Was ein glückliches Leben wäre
James Suzman schrieb mit „Sie nannten es Arbeit“ eine „andere Geschichte der „Menschheit“
Von Irmtraud Gutschke
Als Sozialanthropolog hat er sich schon lange mit den Ju‘/Hoansi, den „Buschmännern“ der südafrikanischen Kalahari beschäftigt, die bis zur Jahrtausendwende noch als Jäger und Sammler lebten. Keineswegs, schreibt James Suzman, hätten sie ständig am Rand des Verhungerns gelebt, obwohl si selten mehr als 15 Stunden in der Woche arbeiteten. Sie seien wohlgenährt, hattn eine höhere Lebenserwartung als die Ackerbau-Gesellschaften, verbrachten einen großen Teil ihrer Zeit dafür, „sich zu regenerieren und ihre Hobbys zu pflegen“. Das kam, weil sie „im Wesentlichen nur arbeiteten, um ihren kurzfristigen materiellen Bedarf zu decken und kaum Interesse am Erwerb von Vermögen“ hatten. „Wir haben guten Grund zu der Annahme, dass unsere Vorfahren während mindestens 95 Prozent der 300 000-jährigen Geschichte des Homo sapiens als Jäger und Sammler lebten, was die Vermutung nahelegt, dass unsere Annahmen über die Angst vor dem Mangel und unsere Einstellung zur Arbeit erst nach dem Übergang zum Ackerbau entstanden sind.“
Gemeinhin wird mit dem Übergang zur Sesshaftigkeit der Beginn eines zivilisatorischen Fortschritts verortet, der bis in die Gegenwart als Erfolgsgeschichte forterzählt wird. James Suzman ist nicht der erste, der daran Zweifel hegt. In „Die Mühlen der Zivilisation. Eine Tiefengeschichten der frühen Staaten“ kam der US-Amerikaner James C. Scott 2017 zu ähnlichen Schlussfolgerungen wie sein britischer Professoren-Kollege. Dabei denkt man schon an Friedrich Engels, der in „Der Ursprung der Familie, des Privateigentums und des Staates“ den Begriff „Barbar“ trotzig im positiven Sinne verwendete, an Eichendorffs „Taugenichts“ wie überhaupt an die Romantiker, die der kapitalistischen Industrialisierung skeptisch gegenüberstanden. In einer Zeit, da die Anhäufung von Waren (und Waffen) immer stärker mit der Bereicherung einiger Weniger auf Kosten der Mehrheit einhergeht, für die Arbeit nur Knechtschaft bedeutet, fragt James Suzman zu Recht danach, was ein glückliches Leben wäre.

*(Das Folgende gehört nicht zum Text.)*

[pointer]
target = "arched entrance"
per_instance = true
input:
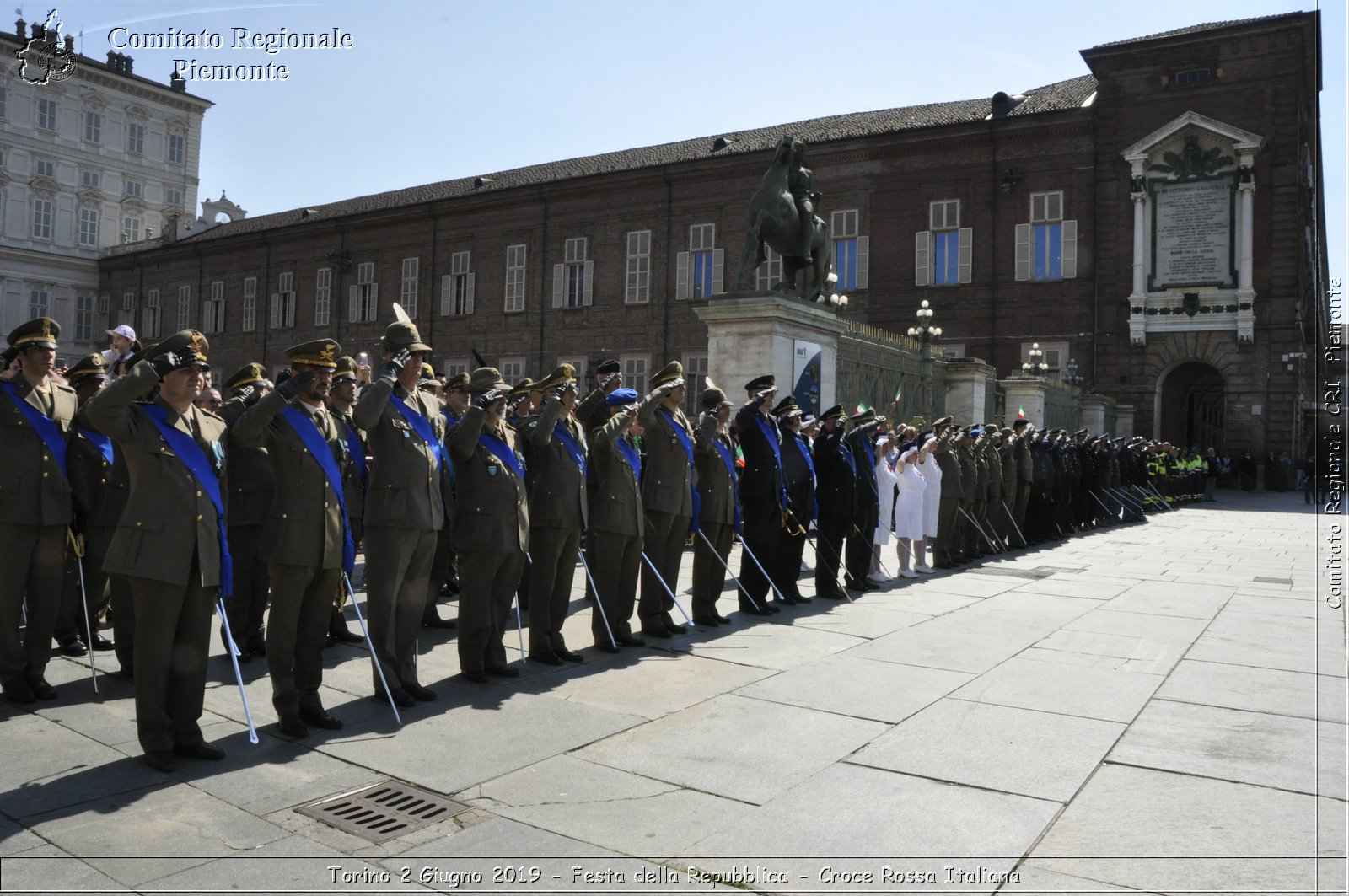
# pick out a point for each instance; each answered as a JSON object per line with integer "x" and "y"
{"x": 1191, "y": 405}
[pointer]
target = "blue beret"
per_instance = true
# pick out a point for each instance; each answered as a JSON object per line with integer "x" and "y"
{"x": 621, "y": 397}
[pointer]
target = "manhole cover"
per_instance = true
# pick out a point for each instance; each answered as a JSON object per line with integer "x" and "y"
{"x": 384, "y": 811}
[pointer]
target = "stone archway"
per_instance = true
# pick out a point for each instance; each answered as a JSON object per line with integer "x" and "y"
{"x": 1191, "y": 406}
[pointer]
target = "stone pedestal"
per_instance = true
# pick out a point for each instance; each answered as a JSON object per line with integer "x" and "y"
{"x": 1024, "y": 392}
{"x": 755, "y": 334}
{"x": 968, "y": 384}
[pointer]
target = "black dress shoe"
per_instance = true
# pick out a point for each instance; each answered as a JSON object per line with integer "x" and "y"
{"x": 319, "y": 716}
{"x": 159, "y": 760}
{"x": 420, "y": 693}
{"x": 200, "y": 750}
{"x": 40, "y": 689}
{"x": 292, "y": 725}
{"x": 74, "y": 647}
{"x": 17, "y": 691}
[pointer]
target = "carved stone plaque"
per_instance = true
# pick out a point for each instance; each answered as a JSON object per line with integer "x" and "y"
{"x": 1191, "y": 233}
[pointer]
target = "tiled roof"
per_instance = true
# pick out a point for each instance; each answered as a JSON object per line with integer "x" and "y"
{"x": 1196, "y": 29}
{"x": 1063, "y": 94}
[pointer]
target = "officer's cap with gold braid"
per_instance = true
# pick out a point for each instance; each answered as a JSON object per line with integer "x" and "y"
{"x": 246, "y": 375}
{"x": 564, "y": 374}
{"x": 669, "y": 373}
{"x": 320, "y": 352}
{"x": 40, "y": 334}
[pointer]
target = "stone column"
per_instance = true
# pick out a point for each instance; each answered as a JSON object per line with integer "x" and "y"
{"x": 755, "y": 334}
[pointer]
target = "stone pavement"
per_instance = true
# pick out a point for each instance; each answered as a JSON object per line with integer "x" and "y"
{"x": 1153, "y": 707}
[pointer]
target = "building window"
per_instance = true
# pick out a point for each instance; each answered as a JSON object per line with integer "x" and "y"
{"x": 363, "y": 297}
{"x": 516, "y": 278}
{"x": 150, "y": 316}
{"x": 46, "y": 114}
{"x": 184, "y": 307}
{"x": 323, "y": 296}
{"x": 1047, "y": 247}
{"x": 42, "y": 219}
{"x": 768, "y": 274}
{"x": 89, "y": 227}
{"x": 213, "y": 311}
{"x": 638, "y": 267}
{"x": 283, "y": 301}
{"x": 408, "y": 287}
{"x": 943, "y": 251}
{"x": 40, "y": 303}
{"x": 852, "y": 253}
{"x": 572, "y": 278}
{"x": 137, "y": 138}
{"x": 87, "y": 307}
{"x": 456, "y": 287}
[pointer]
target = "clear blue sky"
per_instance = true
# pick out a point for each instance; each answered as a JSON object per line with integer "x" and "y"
{"x": 451, "y": 88}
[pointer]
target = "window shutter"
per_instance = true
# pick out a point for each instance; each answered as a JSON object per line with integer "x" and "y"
{"x": 1023, "y": 251}
{"x": 1070, "y": 249}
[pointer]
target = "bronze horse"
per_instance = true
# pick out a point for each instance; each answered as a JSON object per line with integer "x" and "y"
{"x": 776, "y": 222}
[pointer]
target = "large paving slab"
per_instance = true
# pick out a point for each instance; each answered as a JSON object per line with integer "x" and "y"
{"x": 998, "y": 748}
{"x": 735, "y": 747}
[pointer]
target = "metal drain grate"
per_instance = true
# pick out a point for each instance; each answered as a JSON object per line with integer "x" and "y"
{"x": 384, "y": 811}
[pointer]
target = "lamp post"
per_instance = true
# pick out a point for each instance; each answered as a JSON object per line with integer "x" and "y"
{"x": 926, "y": 334}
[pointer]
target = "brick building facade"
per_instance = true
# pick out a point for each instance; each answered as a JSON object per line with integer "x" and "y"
{"x": 1018, "y": 217}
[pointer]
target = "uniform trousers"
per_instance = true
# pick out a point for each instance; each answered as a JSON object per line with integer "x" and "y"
{"x": 614, "y": 561}
{"x": 710, "y": 571}
{"x": 31, "y": 559}
{"x": 664, "y": 539}
{"x": 829, "y": 552}
{"x": 487, "y": 582}
{"x": 249, "y": 602}
{"x": 397, "y": 567}
{"x": 297, "y": 628}
{"x": 173, "y": 637}
{"x": 553, "y": 568}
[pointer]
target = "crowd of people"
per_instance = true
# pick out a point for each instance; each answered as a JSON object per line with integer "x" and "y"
{"x": 137, "y": 490}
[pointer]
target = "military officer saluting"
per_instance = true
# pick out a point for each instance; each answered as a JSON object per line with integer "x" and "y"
{"x": 492, "y": 525}
{"x": 307, "y": 543}
{"x": 170, "y": 541}
{"x": 35, "y": 419}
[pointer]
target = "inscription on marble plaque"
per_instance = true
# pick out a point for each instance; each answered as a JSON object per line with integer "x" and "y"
{"x": 1191, "y": 233}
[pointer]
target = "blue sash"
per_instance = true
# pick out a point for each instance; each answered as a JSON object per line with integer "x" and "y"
{"x": 730, "y": 469}
{"x": 100, "y": 442}
{"x": 191, "y": 453}
{"x": 44, "y": 426}
{"x": 572, "y": 446}
{"x": 688, "y": 449}
{"x": 503, "y": 453}
{"x": 319, "y": 449}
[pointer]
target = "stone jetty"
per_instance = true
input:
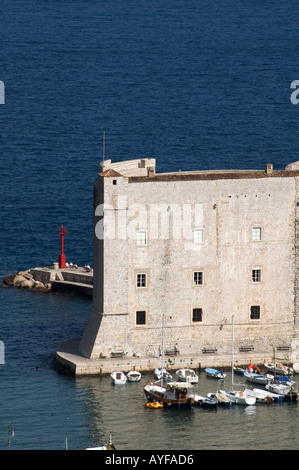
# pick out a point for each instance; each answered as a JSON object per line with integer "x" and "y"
{"x": 52, "y": 278}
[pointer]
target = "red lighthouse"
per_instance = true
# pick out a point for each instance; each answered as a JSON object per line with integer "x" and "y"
{"x": 62, "y": 231}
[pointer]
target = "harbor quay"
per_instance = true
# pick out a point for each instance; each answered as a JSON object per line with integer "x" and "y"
{"x": 69, "y": 360}
{"x": 53, "y": 278}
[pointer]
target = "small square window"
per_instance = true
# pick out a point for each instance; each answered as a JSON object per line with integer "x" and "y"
{"x": 197, "y": 315}
{"x": 255, "y": 312}
{"x": 141, "y": 237}
{"x": 141, "y": 280}
{"x": 256, "y": 233}
{"x": 256, "y": 275}
{"x": 197, "y": 278}
{"x": 140, "y": 317}
{"x": 198, "y": 235}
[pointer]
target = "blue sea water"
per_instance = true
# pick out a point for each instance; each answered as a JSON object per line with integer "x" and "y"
{"x": 197, "y": 85}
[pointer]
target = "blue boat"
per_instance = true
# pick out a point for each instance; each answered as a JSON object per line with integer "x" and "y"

Aber können wir uns denn heute an den Steinzeit-Menschen ein Beispiel nehmen? So einfach macht es sich der Autor dieses mitreißend geschriebenen Buches natürlich nicht. Von seinen interessanten anthropologischen Forschungen ausgehend, kritisiert er zu Recht die Vorstellung einer humanen Entwicklung, die wie selbstverständlich von einem kapitalistischen Modell ausgeht. „Dass unsere Fixierung auf Wirtschaftswachstum uns zum Verhängnis werden könnte“, mit dieser Ansicht ist James Suzman keineswegs allein. Insofern steckt in seinem Buch eine gehörige Portion Kapitalismuskritik, geäußert freilich aus der Position einer akademischen Mittelklasse, die weitgehend frei über Arbeit und Freizeit entscheiden kann, während andere schon finanziell nicht in der Lage wären, ihre Lohnarbeit zeitlich zu begrenzen.
James Suzman: Sie nannten es Arbeit. Eine andere Geschichte der Menschheit. Aus dem Englischen von Karl Heinz Silber. C.H.Beck, 398 S., geb., 26,95 €.